Customer Communication
Draft responses to customer enquiries based on your knowledge base. The AI suggests replies, your team reviews and sends. Consistent tone, faster turnaround, less typing the same answers repeatedly.
Internal Knowledge Base
Train a system on your internal documentation—policies, procedures, product specs. Staff ask questions in natural language and get answers sourced from your own documents. No more searching through folders or asking the person who's been here longest.
Data Summarisation
Long reports, meeting transcripts, customer feedback—summarised into key points. Useful for leadership who need the essentials without reading everything in full.
Content Drafting
Product descriptions, job ads, internal communications, social posts. The AI drafts, humans edit. Speeds up the blank-page problem significantly.
What to Consider Before Diving In
Data Sensitivity
What you send to OpenAI's API is processed on their servers. For most business data, this is fine—their enterprise terms include data protection commitments. For highly regulated industries (healthcare, legal, finance), verify compliance requirements and consider on-premise alternatives.
Accuracy Expectations
AI outputs need review. These models can produce incorrect information with complete confidence. Build workflows that include human verification for anything that matters—financial figures, legal statements, customer commitments.
Integration Complexity
Simple use cases (drafting content) work immediately. Connecting AI to your existing systems (CRM, ERP, databases) requires development work. The AI is the engine; you still need to build the car around it.
Cost at Scale
API costs are predictable but can grow with usage. A proof-of-concept processing 100 documents might cost $5. Processing your entire document backlog could cost thousands. Build in usage monitoring and cost controls from the start.
Getting Started
If you're already using ChatGPT manually and finding value, you're ready to explore automation. The question isn't whether AI can help your business—you've already proved that. The question is where automation would save the most time and reduce the most errors.

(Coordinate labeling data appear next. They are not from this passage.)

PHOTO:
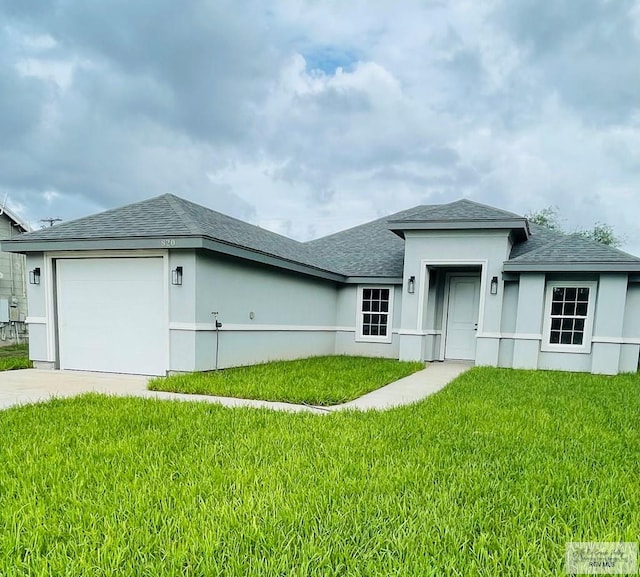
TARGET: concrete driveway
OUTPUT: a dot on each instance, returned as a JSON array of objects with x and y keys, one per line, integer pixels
[{"x": 35, "y": 385}]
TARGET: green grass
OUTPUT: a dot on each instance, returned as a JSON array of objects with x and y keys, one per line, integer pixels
[
  {"x": 491, "y": 476},
  {"x": 14, "y": 357},
  {"x": 316, "y": 380}
]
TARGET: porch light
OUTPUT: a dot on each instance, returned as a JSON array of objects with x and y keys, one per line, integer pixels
[
  {"x": 34, "y": 276},
  {"x": 176, "y": 276}
]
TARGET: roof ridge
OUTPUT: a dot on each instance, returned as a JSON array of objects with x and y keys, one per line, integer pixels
[
  {"x": 542, "y": 248},
  {"x": 600, "y": 244},
  {"x": 386, "y": 218},
  {"x": 567, "y": 237},
  {"x": 481, "y": 204},
  {"x": 175, "y": 203}
]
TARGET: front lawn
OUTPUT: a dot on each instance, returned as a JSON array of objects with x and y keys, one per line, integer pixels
[
  {"x": 490, "y": 476},
  {"x": 15, "y": 357},
  {"x": 315, "y": 381}
]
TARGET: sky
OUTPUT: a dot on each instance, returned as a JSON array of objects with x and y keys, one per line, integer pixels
[{"x": 306, "y": 117}]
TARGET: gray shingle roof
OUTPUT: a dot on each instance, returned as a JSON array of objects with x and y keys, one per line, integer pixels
[
  {"x": 573, "y": 248},
  {"x": 367, "y": 250},
  {"x": 171, "y": 216},
  {"x": 460, "y": 210}
]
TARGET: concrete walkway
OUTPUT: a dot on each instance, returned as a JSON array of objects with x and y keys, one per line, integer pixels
[{"x": 34, "y": 385}]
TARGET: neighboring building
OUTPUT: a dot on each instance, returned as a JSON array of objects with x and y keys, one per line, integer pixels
[
  {"x": 134, "y": 289},
  {"x": 13, "y": 286}
]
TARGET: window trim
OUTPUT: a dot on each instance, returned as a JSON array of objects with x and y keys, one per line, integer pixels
[
  {"x": 360, "y": 316},
  {"x": 585, "y": 347}
]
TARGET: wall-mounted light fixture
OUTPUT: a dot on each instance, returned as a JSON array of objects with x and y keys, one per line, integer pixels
[
  {"x": 34, "y": 276},
  {"x": 494, "y": 286},
  {"x": 176, "y": 276}
]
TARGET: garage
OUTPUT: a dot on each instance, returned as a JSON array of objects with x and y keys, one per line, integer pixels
[{"x": 111, "y": 315}]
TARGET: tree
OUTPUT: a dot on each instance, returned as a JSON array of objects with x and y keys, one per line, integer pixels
[
  {"x": 547, "y": 217},
  {"x": 601, "y": 232}
]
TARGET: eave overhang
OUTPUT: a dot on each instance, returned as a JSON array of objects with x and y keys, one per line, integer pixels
[
  {"x": 165, "y": 243},
  {"x": 555, "y": 266}
]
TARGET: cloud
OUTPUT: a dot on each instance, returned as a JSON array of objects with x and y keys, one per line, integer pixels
[{"x": 307, "y": 117}]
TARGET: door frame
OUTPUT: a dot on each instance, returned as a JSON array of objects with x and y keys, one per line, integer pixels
[
  {"x": 423, "y": 293},
  {"x": 445, "y": 305}
]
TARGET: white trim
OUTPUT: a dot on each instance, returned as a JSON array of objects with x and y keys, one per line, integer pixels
[
  {"x": 419, "y": 333},
  {"x": 360, "y": 338},
  {"x": 177, "y": 326},
  {"x": 616, "y": 340},
  {"x": 585, "y": 347},
  {"x": 516, "y": 336}
]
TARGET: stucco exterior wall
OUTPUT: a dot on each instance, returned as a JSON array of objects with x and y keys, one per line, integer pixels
[
  {"x": 266, "y": 313},
  {"x": 41, "y": 349},
  {"x": 487, "y": 250}
]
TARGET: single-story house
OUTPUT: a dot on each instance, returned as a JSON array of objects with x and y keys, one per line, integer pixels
[{"x": 166, "y": 285}]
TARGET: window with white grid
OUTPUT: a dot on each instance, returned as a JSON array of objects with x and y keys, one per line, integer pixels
[
  {"x": 375, "y": 305},
  {"x": 569, "y": 316}
]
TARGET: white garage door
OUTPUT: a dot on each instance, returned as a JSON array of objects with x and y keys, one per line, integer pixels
[{"x": 111, "y": 315}]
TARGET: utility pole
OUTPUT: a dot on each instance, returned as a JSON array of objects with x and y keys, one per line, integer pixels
[{"x": 50, "y": 220}]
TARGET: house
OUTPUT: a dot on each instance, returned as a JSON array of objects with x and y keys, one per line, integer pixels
[
  {"x": 13, "y": 285},
  {"x": 166, "y": 285}
]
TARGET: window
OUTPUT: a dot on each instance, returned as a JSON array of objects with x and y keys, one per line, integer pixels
[
  {"x": 375, "y": 305},
  {"x": 569, "y": 316}
]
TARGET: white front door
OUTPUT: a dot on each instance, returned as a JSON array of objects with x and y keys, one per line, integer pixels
[{"x": 462, "y": 317}]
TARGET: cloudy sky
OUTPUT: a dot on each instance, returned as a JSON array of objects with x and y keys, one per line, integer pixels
[{"x": 309, "y": 116}]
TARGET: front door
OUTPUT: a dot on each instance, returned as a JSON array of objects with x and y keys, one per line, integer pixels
[{"x": 462, "y": 317}]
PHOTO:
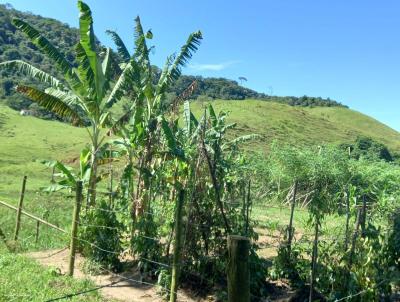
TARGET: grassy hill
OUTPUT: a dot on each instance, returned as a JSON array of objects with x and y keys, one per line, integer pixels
[
  {"x": 25, "y": 140},
  {"x": 303, "y": 125}
]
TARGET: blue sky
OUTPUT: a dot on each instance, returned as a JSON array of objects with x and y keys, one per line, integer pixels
[{"x": 346, "y": 50}]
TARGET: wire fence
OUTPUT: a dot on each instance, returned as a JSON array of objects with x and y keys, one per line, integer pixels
[{"x": 278, "y": 242}]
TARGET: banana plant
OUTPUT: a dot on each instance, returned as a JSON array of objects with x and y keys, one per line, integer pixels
[
  {"x": 140, "y": 127},
  {"x": 84, "y": 95},
  {"x": 66, "y": 177}
]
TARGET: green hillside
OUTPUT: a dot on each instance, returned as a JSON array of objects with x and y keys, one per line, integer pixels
[
  {"x": 24, "y": 140},
  {"x": 303, "y": 125}
]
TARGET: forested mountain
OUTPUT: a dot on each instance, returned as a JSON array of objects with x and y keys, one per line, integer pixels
[{"x": 15, "y": 46}]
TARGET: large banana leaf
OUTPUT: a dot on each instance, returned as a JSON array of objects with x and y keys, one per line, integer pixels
[
  {"x": 50, "y": 103},
  {"x": 45, "y": 46},
  {"x": 32, "y": 71},
  {"x": 121, "y": 48},
  {"x": 180, "y": 61},
  {"x": 87, "y": 41}
]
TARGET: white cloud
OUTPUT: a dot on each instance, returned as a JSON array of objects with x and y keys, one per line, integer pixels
[{"x": 212, "y": 67}]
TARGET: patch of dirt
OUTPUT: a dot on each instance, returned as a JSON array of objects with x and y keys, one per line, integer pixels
[{"x": 125, "y": 290}]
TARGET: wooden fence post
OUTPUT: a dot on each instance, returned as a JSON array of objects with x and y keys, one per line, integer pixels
[
  {"x": 346, "y": 241},
  {"x": 238, "y": 269},
  {"x": 21, "y": 200},
  {"x": 176, "y": 266},
  {"x": 364, "y": 216},
  {"x": 292, "y": 207},
  {"x": 74, "y": 230},
  {"x": 37, "y": 232},
  {"x": 314, "y": 261}
]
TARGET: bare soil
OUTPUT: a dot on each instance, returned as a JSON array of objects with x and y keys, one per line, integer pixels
[{"x": 125, "y": 290}]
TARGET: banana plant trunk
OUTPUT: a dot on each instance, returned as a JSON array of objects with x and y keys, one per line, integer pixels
[{"x": 93, "y": 167}]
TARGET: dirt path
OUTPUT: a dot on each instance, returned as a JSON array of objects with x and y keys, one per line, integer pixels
[{"x": 125, "y": 290}]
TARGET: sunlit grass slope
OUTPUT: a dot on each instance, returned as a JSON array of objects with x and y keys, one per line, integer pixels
[
  {"x": 302, "y": 126},
  {"x": 25, "y": 140}
]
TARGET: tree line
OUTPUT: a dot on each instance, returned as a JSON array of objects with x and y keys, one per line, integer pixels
[{"x": 13, "y": 46}]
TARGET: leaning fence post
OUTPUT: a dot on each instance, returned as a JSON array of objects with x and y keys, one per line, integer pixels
[
  {"x": 74, "y": 230},
  {"x": 238, "y": 269},
  {"x": 176, "y": 266},
  {"x": 314, "y": 261},
  {"x": 292, "y": 207},
  {"x": 37, "y": 232},
  {"x": 21, "y": 200}
]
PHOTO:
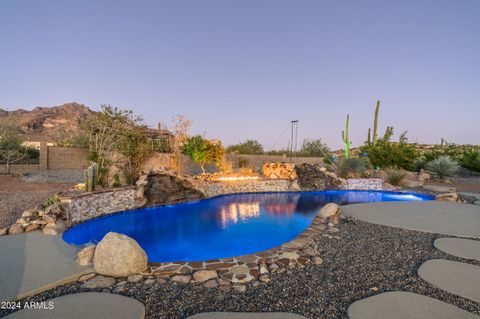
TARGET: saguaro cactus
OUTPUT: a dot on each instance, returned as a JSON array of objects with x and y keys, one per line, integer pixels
[
  {"x": 91, "y": 174},
  {"x": 345, "y": 139},
  {"x": 375, "y": 123}
]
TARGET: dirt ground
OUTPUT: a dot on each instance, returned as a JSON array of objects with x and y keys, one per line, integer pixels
[{"x": 17, "y": 196}]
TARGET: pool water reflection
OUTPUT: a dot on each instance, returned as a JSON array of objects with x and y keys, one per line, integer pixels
[{"x": 224, "y": 226}]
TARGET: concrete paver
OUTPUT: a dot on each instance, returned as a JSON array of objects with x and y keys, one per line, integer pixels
[
  {"x": 405, "y": 305},
  {"x": 429, "y": 216},
  {"x": 460, "y": 247},
  {"x": 457, "y": 278}
]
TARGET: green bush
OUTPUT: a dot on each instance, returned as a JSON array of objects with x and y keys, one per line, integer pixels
[
  {"x": 385, "y": 154},
  {"x": 470, "y": 159},
  {"x": 352, "y": 168},
  {"x": 395, "y": 176},
  {"x": 442, "y": 167}
]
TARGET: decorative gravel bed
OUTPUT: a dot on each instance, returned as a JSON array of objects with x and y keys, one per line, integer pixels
[{"x": 359, "y": 261}]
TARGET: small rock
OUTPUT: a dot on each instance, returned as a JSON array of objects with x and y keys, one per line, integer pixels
[
  {"x": 118, "y": 289},
  {"x": 224, "y": 289},
  {"x": 212, "y": 283},
  {"x": 310, "y": 251},
  {"x": 263, "y": 269},
  {"x": 329, "y": 210},
  {"x": 183, "y": 279},
  {"x": 240, "y": 288},
  {"x": 264, "y": 279},
  {"x": 273, "y": 267},
  {"x": 87, "y": 277},
  {"x": 85, "y": 256},
  {"x": 118, "y": 255},
  {"x": 149, "y": 281},
  {"x": 134, "y": 278},
  {"x": 317, "y": 260},
  {"x": 15, "y": 229},
  {"x": 99, "y": 282},
  {"x": 223, "y": 282},
  {"x": 204, "y": 275},
  {"x": 32, "y": 227},
  {"x": 49, "y": 219},
  {"x": 54, "y": 229},
  {"x": 28, "y": 213}
]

- Identify repetitive text tasks. Where does your team spend time reading, writing, or transforming text? Customer emails, document processing, report generation, data entry from unstructured sources.
- Estimate the volume. How many of these tasks happen daily, weekly, monthly? Higher volume means faster return on investment.
- Consider the stakes. What happens if the AI gets something wrong? Low-stakes tasks (draft social posts) are good starting points. High-stakes tasks (legal contracts) need robust review processes.
- Start small. Build a pilot for one use case. Measure time saved, quality of outputs, staff feedback. Expand from there.